Я выгреб на улицу и, уже не торопясь, потому что здорово устал, направил лодку вдоль по улице, мимо садов.
Туман клубился над водой. Он густел, становился белее, и с каждой минутой все заметней светало.
Внезапно вынырнул из тумана, чуть было не наскочив на нас, еще один бронетранспортер, на борту которого белели большие, почти метровые цифры: 353 (на нашем был номер 351).
Триста пятьдесят третий был тоже нагружен разным домашним добром. Там даже стояло пианино, а на нем сидела… Гребенючка. Заметив нас, она встрепенулась и, кажется, хотела что-то крикнуть, но не успела – бронетранспортер уже проплыл. Я взглянул на Павлушу. Он смотрел вслед машине растерянно, и в глазах его было отчаяние и какая-то досада. Такими глазами смотришь вслед поезду, на который ты опоздал.
И вдруг я понял. Он же наверняка спешил к ней: хотел спасать, специально лодку раздобыл. Может, мечтал вынести ее на руках из затопленной хаты. Влюбленные во всем мире мечтают об этом. И была ведь такая возможность, была. А из-за меня ничего у него не вышло. Опоздал. Из-за меня.

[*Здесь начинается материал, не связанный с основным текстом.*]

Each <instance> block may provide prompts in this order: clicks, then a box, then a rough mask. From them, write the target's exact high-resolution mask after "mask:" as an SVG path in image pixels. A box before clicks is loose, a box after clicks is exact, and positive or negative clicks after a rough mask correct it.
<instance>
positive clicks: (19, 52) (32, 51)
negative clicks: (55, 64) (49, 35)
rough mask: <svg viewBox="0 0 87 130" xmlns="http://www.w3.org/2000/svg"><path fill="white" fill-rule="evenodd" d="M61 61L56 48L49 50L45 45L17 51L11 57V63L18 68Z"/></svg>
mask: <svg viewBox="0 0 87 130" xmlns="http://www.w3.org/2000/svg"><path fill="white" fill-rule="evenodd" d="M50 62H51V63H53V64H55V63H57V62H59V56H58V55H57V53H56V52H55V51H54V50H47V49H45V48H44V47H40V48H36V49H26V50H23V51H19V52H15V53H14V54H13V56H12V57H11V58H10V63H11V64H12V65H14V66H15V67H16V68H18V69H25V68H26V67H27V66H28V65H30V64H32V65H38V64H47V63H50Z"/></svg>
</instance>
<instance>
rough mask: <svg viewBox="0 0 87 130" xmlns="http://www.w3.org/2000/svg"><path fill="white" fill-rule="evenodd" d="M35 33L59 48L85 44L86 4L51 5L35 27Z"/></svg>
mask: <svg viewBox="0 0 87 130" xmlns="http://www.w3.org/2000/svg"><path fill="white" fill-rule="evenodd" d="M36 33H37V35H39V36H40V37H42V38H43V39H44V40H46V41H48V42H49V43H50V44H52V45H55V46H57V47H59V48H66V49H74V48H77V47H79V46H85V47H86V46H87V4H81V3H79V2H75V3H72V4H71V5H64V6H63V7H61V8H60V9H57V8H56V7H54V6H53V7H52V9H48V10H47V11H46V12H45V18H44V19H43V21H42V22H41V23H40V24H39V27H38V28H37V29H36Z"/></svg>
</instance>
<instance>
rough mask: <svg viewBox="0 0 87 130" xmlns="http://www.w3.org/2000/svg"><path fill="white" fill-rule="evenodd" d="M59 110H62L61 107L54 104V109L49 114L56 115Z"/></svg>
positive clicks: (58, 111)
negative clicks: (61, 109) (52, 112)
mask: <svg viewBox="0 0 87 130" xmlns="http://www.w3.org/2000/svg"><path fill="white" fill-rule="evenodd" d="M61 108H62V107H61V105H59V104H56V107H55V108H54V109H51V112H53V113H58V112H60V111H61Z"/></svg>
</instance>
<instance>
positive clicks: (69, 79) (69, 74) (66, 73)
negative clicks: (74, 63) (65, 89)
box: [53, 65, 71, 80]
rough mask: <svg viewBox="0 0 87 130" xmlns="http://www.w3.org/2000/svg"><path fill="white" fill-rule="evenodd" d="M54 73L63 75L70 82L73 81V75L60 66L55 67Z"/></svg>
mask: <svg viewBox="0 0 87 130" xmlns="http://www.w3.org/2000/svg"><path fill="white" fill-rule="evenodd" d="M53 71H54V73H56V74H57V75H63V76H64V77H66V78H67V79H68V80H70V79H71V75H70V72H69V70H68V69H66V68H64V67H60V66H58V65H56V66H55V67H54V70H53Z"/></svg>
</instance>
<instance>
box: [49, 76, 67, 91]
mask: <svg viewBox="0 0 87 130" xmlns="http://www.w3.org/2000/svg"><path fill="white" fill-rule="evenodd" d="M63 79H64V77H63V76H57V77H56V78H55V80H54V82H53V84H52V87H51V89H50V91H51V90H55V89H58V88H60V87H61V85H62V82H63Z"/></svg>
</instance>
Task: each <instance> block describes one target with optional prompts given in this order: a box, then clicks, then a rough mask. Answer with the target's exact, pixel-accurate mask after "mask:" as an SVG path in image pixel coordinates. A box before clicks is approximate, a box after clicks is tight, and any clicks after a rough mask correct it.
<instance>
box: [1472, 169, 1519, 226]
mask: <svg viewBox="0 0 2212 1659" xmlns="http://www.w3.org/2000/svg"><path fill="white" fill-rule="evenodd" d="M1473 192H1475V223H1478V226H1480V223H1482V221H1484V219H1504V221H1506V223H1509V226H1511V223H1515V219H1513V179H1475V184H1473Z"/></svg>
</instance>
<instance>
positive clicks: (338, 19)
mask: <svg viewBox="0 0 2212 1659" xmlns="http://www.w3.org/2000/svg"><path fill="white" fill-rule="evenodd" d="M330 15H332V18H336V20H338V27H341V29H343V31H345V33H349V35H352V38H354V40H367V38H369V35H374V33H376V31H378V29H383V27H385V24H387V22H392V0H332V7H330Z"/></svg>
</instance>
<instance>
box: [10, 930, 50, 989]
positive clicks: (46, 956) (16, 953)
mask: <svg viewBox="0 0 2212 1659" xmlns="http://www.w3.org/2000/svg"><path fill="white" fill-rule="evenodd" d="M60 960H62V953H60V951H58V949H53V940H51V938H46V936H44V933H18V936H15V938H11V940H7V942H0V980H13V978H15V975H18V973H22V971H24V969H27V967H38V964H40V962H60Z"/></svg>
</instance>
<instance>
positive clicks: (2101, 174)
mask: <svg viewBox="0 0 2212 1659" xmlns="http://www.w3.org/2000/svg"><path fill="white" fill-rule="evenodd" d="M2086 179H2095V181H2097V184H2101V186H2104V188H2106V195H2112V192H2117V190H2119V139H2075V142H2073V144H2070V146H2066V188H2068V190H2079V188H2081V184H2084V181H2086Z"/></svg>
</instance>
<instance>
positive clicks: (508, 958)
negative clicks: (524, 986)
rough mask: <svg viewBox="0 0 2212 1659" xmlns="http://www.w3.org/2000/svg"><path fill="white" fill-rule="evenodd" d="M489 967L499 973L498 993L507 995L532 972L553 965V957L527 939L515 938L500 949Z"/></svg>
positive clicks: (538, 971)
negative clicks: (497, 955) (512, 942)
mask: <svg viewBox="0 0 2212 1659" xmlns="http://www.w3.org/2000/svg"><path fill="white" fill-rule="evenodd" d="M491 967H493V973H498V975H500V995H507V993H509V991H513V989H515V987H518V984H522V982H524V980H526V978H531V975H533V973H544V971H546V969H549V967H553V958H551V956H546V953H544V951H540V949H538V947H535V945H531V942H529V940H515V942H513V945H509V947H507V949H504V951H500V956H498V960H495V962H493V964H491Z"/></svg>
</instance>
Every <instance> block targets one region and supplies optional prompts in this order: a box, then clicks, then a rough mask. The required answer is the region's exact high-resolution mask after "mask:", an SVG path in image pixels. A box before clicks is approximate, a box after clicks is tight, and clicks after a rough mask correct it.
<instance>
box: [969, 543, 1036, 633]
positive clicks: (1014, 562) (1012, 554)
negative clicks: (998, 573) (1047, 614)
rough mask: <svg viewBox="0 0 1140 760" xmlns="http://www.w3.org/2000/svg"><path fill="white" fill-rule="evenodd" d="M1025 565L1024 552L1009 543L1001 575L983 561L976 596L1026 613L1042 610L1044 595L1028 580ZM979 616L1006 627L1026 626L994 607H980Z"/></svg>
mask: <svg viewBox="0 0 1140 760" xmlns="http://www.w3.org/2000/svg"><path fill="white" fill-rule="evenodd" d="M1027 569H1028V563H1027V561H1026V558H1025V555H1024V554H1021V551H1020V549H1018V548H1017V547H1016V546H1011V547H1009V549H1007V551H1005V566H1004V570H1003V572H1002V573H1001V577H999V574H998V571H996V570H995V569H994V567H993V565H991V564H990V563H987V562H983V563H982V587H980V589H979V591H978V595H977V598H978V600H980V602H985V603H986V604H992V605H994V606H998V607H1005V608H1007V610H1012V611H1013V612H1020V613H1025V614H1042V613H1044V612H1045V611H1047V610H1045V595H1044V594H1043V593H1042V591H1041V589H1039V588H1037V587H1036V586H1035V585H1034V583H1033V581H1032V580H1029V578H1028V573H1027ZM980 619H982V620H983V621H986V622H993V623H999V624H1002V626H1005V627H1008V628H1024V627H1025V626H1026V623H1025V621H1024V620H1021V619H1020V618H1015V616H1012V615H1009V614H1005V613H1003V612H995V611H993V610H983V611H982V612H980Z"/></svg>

Вот если бы не спасал меня, может, и успел бы. А так – опоздал…
И я почувствовал, что должен сейчас что-то сделать.
– Слушай, – сказал я, – а давай завернем туда. Там, наверно, еще что-нибудь нужно забрать. Точно.
И, не дожидаясь согласия, я повернул лодку туда, откуда только что выплыл триста пятьдесят третий, – к хате Гребенюков. Она была новая и большая – в прошлом году поставили. Не хата, а настоящий дом – просторный, с островерхой крышей, под черепицей, с широкими трехстворчатыми окнами, с узорчатой застекленной верандой. И потому, что он был на высоком фундаменте, залило его только наполовину. Окна были растворены настежь, и внутрь можно было заехать прямо на лодке. Я так и сделал.
– Пригнись, – сказал я Павлуше и сам присел, направляя лодку прямо в окно.
Было так чудно – заплывать на лодке в хату! Никогда мне еще не приходилось этого делать.
Павлуша, который сидел впереди, хоть и пригнулся, зацепил нечаянно головой за люстру, и стеклянные подвески мелодично зазвенели, словно приветствуя наше появление.
В хате почти ничего не осталось. Только большой буфет с пустыми полками отсвечивал в воде зеркалами да посреди комнаты плавал вверх ножками сломанный стул.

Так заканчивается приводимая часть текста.